Eighteen years after Kirkland wrote this letter, Abbot was dismissed from his church in Coventry, Connecticut, for heresy in denying the deity of Jesus Christ. In response, Kirkland wrote “a vigorous defense of the Reverend Abiel Abbot and severe criticism of the Assembly which ‘decreed that he forfeited both his parish and his office.’”

John T. Kirkland (1770-1840) was born in Oneida County, New York, to a missionary among the Native Americans. His parents placed him in Phillips Academy in 1784, when he was thirteen years old. Kirkland graduated from Harvard College in 1789 with high honors and became a tutor of logic and metaphysics at his alma mater in 1792. While teaching in Cambridge, Kirkland also delivered sermons at Boston’s New South Church; he would serve as that church’s pastor from 1794 to 1810. He served as president of Harvard University from 1810 to 1828. Under his leadership, Harvard became national in scope, attracting students from the South and West as well as New England and New York. The university expanded rapidly with new professors, new buildings, and the founding of the Law School (1817) and Divinity School (1819). Kirkland established new areas of instruction in chemistry, mineralogy, anatomy, physiology, and elocution. Faced with riots over who was to give the commencement address in 1823, Kirkland expelled half the senior class just prior to graduation. Public backlash to the disorder led to the removal of the state subsidy of $10,000 in 1824 and an investigation of the University’s finances. The investigation found Harvard a fiscal fiasco, and economies including pay cuts for professors followed. When criticized by the corporation in 1828, Kirkland resigned and traveled extensively in Europe and the Middle East until 1832.

Abiel Abbot (1765-1859) was born in New Hampshire and graduated from Harvard College in 1787. He served as an assistant and later principal at Phillips Andover Academy from 1787 to 1789. Licensed to preach in 1790, Abbot served as a missionary in Maine and New Hampshire, including time in Penobscot and Castine, Maine in 1793. He served as a tutor at Harvard College in 1794-1795, and served as pastor in Coventry, Connecticut, from 1795 to 1811, when he was dismissed for heresy. From 1812 to 1819, he was the principal of an academy in Byfield, Massachusetts and later a teacher. From 1827 to 1848, he was pastor of the Congregational Church at Peterborough, New Hampshire.

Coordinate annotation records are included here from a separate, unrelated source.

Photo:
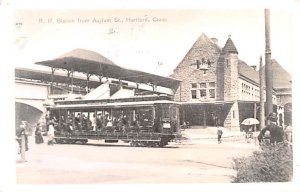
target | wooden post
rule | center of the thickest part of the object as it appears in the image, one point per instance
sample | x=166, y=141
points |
x=87, y=81
x=254, y=115
x=204, y=117
x=261, y=96
x=268, y=68
x=72, y=81
x=23, y=147
x=52, y=78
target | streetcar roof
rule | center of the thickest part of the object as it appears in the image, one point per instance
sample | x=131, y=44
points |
x=93, y=63
x=113, y=105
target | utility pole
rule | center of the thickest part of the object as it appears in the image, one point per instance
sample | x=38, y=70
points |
x=261, y=95
x=268, y=68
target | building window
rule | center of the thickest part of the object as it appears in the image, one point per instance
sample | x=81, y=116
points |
x=194, y=85
x=212, y=93
x=194, y=94
x=203, y=93
x=211, y=84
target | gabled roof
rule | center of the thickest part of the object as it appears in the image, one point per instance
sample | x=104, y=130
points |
x=203, y=47
x=229, y=47
x=248, y=72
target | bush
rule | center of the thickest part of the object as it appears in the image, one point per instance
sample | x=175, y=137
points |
x=270, y=164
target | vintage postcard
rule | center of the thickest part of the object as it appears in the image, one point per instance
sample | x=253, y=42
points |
x=153, y=96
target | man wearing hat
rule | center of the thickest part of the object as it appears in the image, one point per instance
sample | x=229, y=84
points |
x=276, y=132
x=21, y=130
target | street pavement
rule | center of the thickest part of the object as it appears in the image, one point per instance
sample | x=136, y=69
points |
x=193, y=160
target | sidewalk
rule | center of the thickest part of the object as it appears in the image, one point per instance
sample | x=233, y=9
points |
x=209, y=135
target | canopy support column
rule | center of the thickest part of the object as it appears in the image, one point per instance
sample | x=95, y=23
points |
x=52, y=78
x=88, y=75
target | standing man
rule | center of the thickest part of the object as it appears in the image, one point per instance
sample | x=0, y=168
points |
x=51, y=134
x=219, y=133
x=289, y=133
x=19, y=132
x=276, y=132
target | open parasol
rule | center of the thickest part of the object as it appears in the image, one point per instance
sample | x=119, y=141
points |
x=250, y=121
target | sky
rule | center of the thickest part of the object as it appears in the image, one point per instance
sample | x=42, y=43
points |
x=150, y=40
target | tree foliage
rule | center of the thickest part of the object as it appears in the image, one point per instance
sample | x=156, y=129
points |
x=270, y=164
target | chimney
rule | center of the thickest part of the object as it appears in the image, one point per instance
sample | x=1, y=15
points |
x=215, y=40
x=253, y=67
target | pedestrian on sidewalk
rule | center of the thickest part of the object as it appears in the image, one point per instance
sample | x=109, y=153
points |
x=219, y=133
x=38, y=135
x=51, y=134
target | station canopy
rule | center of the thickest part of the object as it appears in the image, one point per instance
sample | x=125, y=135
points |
x=93, y=63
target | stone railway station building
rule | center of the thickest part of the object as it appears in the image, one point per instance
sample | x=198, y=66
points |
x=219, y=89
x=216, y=88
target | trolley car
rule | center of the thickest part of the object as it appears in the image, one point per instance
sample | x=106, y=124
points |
x=141, y=121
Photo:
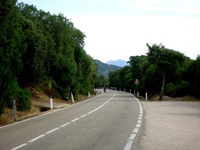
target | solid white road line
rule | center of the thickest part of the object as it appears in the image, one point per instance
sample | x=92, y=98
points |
x=20, y=146
x=64, y=124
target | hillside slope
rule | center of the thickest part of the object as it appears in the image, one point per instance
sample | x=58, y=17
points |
x=104, y=69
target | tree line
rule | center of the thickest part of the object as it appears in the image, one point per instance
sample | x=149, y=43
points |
x=162, y=70
x=39, y=49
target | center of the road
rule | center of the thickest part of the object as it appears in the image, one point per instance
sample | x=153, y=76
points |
x=64, y=125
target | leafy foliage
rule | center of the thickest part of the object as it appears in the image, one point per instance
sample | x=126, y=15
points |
x=37, y=48
x=159, y=67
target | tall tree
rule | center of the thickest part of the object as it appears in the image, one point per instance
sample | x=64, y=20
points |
x=166, y=60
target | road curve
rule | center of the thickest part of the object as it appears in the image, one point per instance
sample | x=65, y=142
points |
x=108, y=121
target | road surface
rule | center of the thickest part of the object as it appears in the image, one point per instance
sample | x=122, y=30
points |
x=108, y=121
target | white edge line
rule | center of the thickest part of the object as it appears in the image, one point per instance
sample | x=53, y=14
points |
x=20, y=146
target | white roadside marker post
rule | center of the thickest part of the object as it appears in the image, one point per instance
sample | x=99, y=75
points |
x=51, y=102
x=146, y=96
x=15, y=110
x=72, y=97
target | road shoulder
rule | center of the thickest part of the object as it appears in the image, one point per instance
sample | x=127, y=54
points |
x=170, y=125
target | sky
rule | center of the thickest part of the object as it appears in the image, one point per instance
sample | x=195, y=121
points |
x=118, y=29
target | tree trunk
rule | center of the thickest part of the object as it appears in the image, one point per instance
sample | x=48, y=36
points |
x=163, y=86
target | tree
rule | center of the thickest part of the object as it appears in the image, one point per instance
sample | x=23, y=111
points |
x=166, y=60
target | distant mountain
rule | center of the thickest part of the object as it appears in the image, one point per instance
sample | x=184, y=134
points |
x=119, y=62
x=104, y=68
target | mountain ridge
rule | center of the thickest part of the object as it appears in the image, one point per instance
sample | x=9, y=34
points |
x=104, y=68
x=119, y=62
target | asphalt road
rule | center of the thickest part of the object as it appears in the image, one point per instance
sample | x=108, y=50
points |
x=108, y=121
x=169, y=126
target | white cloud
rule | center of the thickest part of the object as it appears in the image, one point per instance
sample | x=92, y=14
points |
x=119, y=37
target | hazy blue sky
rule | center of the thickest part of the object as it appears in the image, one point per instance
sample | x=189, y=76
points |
x=118, y=29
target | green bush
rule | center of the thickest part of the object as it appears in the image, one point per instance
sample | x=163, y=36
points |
x=24, y=100
x=2, y=106
x=170, y=89
x=183, y=88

There in 1833, he was instrumental in the founding of the first free public library in the world supported by taxation. He received a Doctor of Divinity degree from Harvard in 1838. [Abbot is often confused with Abiel Abbot (1770-1828), who graduated from Harvard University in 1792, taught at Phillips Exeter Academy in 1793, and pastored churches in Haverhill, Massachusetts (1794-1803) and Beverly, Massachusetts (1803-1828).]

Condition

Very good condition overall; several tears and splits professionally mended.


[1] Childbirth.

[2] Verbi Dei Minister, or Minister of the Divine Word.